March 13, 2008

  • Ask and you shall receive...

    I didn't want to go out with Robbie today...and as it turns out, he's playing with the kids this afternoon and is letting me have the afternoon off.  Yay!

    Still mixed about this morning.  How is my life any different than what it is now if we don't talk?  If I don't feel connected?  What does the relationship provide then?  On the flip side, feeling connected, but not being able to do anything about it is torture.  The more connected I feel, the more I want it...and the more I seek it...which I will always opt for in place of things like working or studying.  I do what I HAVE to do, but I'm so good at procrastinating and knowing that I'll be fine in the end; I know I can afford to put things off until I absolutely have to do it.

    But this is the year of change...

    I need to learn that distance doesn't equate to punishment and abandonment...and unfortunately, this is a 'learn by doing' type of activity.  I'm just afraid that I'll be more inclined to keep going.  I guess it's a natural progression...I know that I'm safe while connected (that took a while)...now I have to take it one step at a time and endure the uncertainty of that distance...until it becomes certain that things are still safe...heh - sorta like dog training.  Woof!  I should set up a reward system for myself....hell, I already have the DAP - it's just in pillow form.

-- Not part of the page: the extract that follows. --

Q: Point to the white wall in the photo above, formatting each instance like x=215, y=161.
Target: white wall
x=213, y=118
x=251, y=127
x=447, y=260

    Beth suggested I consider animal behavior and the reaction to stress, pain, and trauma.  Like when Guinness first came to us...you couldn't move your hand up quickly without her flinching.  Or how she was a glue dog at the dog park.  She had so many "issues".  Now, most of her phobias are gone...and she's quite the social butterfly at the dog park.  She'll leave, romp around with some buddies...but inevitably, she'll stop playing and look around for us.  Once she spots us, she rockets over to get some hugs...and after a minute or two, off she goes again.  Sometimes she doesn't see us before we notice that she's looking...if we don't call her, you can see her start to panic - she'll begin running in a random direction and will stop and scan again.  By that time, I feel so bad for letting her suffer, I just call her over.  She just needed to check in and be reminded that things were ok and that we didn't leave her.  Time, patience, and compassion got her to where she is now...a much happier, much more secure dog.  But I never loved her any less for any of it...she was never a bad dog...and shit, how many times have I said, "It's not the dog that's bad, it's the owner who hasn't taught it well."  Now I'm supposed to apply what I know about all of that, to myself.  I get it...I understand what she's getting at...I guess I just have to go at my own pace...and be patient and compassionate to myself (as much as is possible anyway)...as long as someone is there to see it through.  But I am not a dog.  I should be able to do more, understand more...and it frustrates me that I still feel the way I do.

    I have so many domestic things to do, but I know they'll get done much sooner than I will have the time, motivation, and brain cells available to study...so after a quick nap, I'm going to go somewhere for some study.